“… Recentemente Indro Montanelli ha sottolineato un aspetto assai significativo di Mussolini giornalista: le qualità di “fondista”.
“Di altro non s’interessava” – osserva Montanelli – “perché il giornale, per lui, era uno strumento di battaglia politica che si faceva nel “fondo”, di cui egli si attribuiva l’esclusiva. Il resto – la grafica, la titolazione, la cronaca, la critica artistica e letteraria – non lo interessava minimamente”.
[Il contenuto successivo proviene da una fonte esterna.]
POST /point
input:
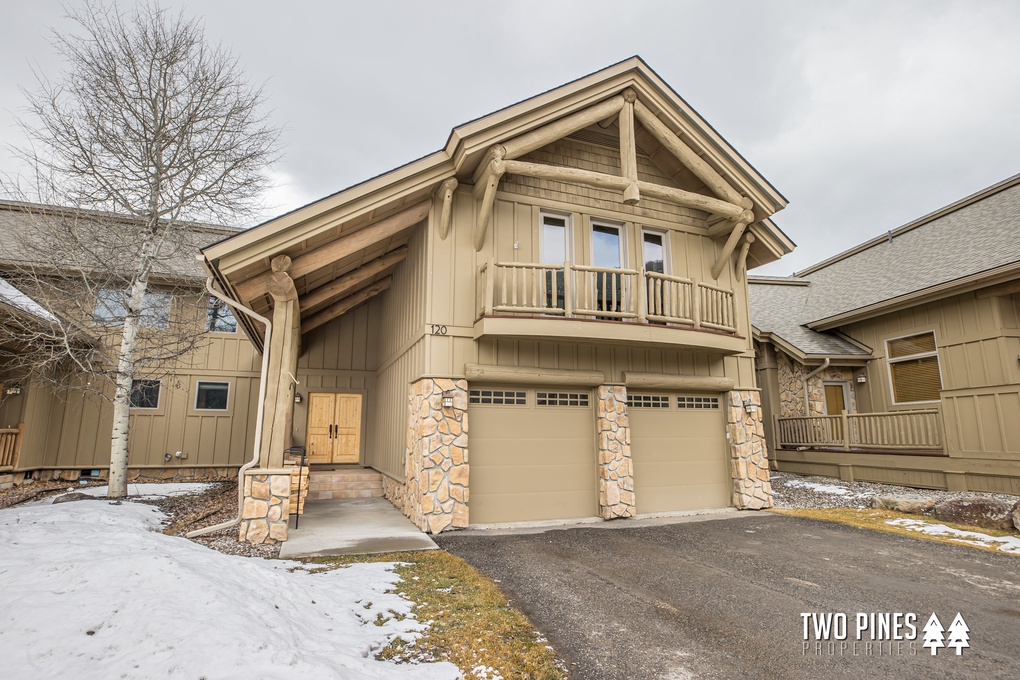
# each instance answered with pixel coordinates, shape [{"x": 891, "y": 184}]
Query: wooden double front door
[{"x": 334, "y": 428}]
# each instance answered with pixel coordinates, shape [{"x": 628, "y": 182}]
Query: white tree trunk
[{"x": 125, "y": 370}]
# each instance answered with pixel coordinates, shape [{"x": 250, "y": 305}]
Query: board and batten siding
[
  {"x": 401, "y": 340},
  {"x": 978, "y": 342},
  {"x": 340, "y": 357},
  {"x": 69, "y": 428},
  {"x": 513, "y": 237}
]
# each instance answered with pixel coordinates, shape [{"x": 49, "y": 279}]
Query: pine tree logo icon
[
  {"x": 959, "y": 634},
  {"x": 933, "y": 634}
]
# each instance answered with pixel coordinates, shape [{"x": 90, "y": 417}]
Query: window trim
[
  {"x": 666, "y": 259},
  {"x": 913, "y": 357},
  {"x": 198, "y": 383},
  {"x": 567, "y": 234},
  {"x": 159, "y": 396},
  {"x": 212, "y": 301},
  {"x": 621, "y": 228}
]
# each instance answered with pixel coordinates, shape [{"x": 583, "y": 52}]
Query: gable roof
[
  {"x": 970, "y": 243},
  {"x": 246, "y": 257},
  {"x": 975, "y": 237},
  {"x": 31, "y": 236},
  {"x": 776, "y": 307}
]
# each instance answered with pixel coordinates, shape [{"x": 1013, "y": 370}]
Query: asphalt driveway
[{"x": 723, "y": 598}]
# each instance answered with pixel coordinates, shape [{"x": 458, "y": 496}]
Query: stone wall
[
  {"x": 266, "y": 509},
  {"x": 616, "y": 484},
  {"x": 435, "y": 492},
  {"x": 791, "y": 375},
  {"x": 748, "y": 452}
]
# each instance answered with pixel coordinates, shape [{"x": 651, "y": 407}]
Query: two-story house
[
  {"x": 191, "y": 419},
  {"x": 545, "y": 319}
]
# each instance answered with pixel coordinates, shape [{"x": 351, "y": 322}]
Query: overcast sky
[{"x": 865, "y": 115}]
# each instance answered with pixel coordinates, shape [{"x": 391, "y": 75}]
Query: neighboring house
[
  {"x": 195, "y": 422},
  {"x": 910, "y": 347},
  {"x": 546, "y": 319}
]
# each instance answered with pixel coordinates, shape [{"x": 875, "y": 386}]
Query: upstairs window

Renzo De Felice, “Storia del Fascismo” a cura di Claudio Siniscalchi per Libero
Nell’aprile del 2021 è uscito per l’ennesima volta su “La 7” il film “Mussolini, ultimo atto” con Rod Steiger, di Carlo Lizzani (anno 1973): Steiger prendeva il litio per la cura del disturbo bipolare.
Personalmente sono contrario, poiché si tratta del più potente stabilizzatore dell’umore in commercio che previene sul nascere la “liaison dangereuse” tra fase maniacale dell’umore e caduta dello stesso, al prezzo di una normalizzazione mediocratica del soggetto assuntore di litio e anche di un danneggiamento del Sistema Nervoso Centrale.
Ho conosciuto bene Antonella Camerana, assuntrice trentennale dei sali di litio, che per sua stessa ammissione ha la memoria massacrata e l’uso complessivo dei parametri normeterici della logica menomata (le sono vicino).
Orbene, la prima volta che avevo visto il film era nell’aprile del 2003 a Velletri nei Castelli Romani.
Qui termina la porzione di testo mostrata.